Introduction
Cloud Dataflow is a fully-managed service for transforming and enriching data in stream (real-time) and batch (historical) modes with equal reliability and expressiveness – no more complex workarounds or compromises needed. With its serverless approach to resource provisioning and management, you have access to virtually limitless capacity to solve your biggest data processing challenges, while paying only for what you use.
Cloud Dataflow unlocks transformational use cases across industries, including:
- Check Clickstream, Point-of-Sale, and segmentation analysis in retail.
- Check Fraud detection in financial services.
- Check Personalized user experience in gaming.

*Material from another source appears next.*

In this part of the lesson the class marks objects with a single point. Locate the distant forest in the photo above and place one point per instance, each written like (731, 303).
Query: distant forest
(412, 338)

- Check IoT analytics in manufacturing, healthcare, and logistics.
Setup
To set up the OpsRamp Google integration and discover the Google service,
go to Google Integration Discovery Profile and select GOOGLE/Dataflow Job
.
Metrics
OpsRamp Metric | Metric Display Name | Unit | Aggregation Type | Description |
---|---|---|---|---|
google_dataflow_job_current_num_vcpus | Current number of vCPUs in use | Count | Average | The number of vCPUs currently being used by this Dataflow job. This is the current number of workers times the number of vCPUs per worker. |
google_dataflow_job_data_watermark_age | Data watermark age | Seconds | Average | The age (time since event timestamp) of the most recent item of data that has been fully processed by the pipeline. |
google_dataflow_job_elapsed_time | Elapsed time | Seconds | Average | Duration that the current run of this pipeline has been in the Running state so far, in seconds. When a run completes, this stays at the duration of that run until the next run starts. |
google_dataflow_job_element_count | Element count | Count | Average | Number of elements added to the pcollection so far. |
google_dataflow_job_error_count | Error count | Count | Average | Number of errors that happened so far. |
google_dataflow_job_estimated_byte_count | Estimated byte count | Bytes | Average | An estimated number of bytes added to the pcollection so far. Dataflow calculates the average encoded size of elements in a pcollection and mutiplies it by the number of elements. |
google_dataflow_job_is_failed | Failed | Count | Average | Has this job failed. |
google_dataflow_job_status | Status | String | Average | Current state of this pipeline (for example: RUNNING, DONE, CANCELLED, FAILED, ...). Not reported while the pipeline is not running. |
google_dataflow_job_system_lag | System lag | Seconds | Average | The current maximum duration that an item of data has been awaiting processing, in seconds. |
google_dataflow_job_total_memory_usage_time | Total memory usage time | GB.seconds | Average | The total GB seconds of memory allocated to this Dataflow job. |
google_dataflow_job_total_pd_usage_time | Total PD usage time | GB.seconds | Average | The total GB seconds for all persistent disk used by all workers associated with this Dataflow job. |
google_dataflow_job_total_vcpu_time | Total vCPU time | Seconds | Average | The total vCPU seconds used by this Dataflow job. |
google_dataflow_job_billable_shuffle_data_processed | Job Billable Shuffle Data Processed | Bytes | Average | The billable bytes of shuffle data processed by this Dataflow job, in bytes Sampled every 60 seconds. |
google_dataflow_job_total_shuffle_data_processed | Job Total Shuffle Data Processed | Bytes | Average | The total bytes of shuffle data processed by this Dataflow job. |
google_dataflow_job_total_streaming_data_processed | Job Total Streaming Data Processed | Bytes | Average | The total bytes of shuffle data processed by this Dataflow job. |
google_dataflow_job_user_counter | Job User Counter | Count | Average | A user-defined counter metric. |
google_dataflow_job_current_shuffle_slots | Current shuffle slots in use | Count | Average | The current shuffle slots used by this Dataflow job. Sampled every 60 seconds. After sampling, data is not visible for up to 180 seconds. |
google_dataflow_job_elements_produced_count | Elements Produced | Count | Average | The number of elements produced by each PTransform. Sampled every 60 seconds. After sampling, data is not visible for up to 180 seconds. |
google_dataflow_job_estimated_bytes_produced_count | Estimated Bytes Produced | Count | Average | The estimated total byte size of elements produced by each PTransform. Sampled every 60 seconds. After sampling, data is not visible for up to 180 seconds. |
Event support
- Supported
- Configurable in OpsRamp Google Integration Discovery Profile.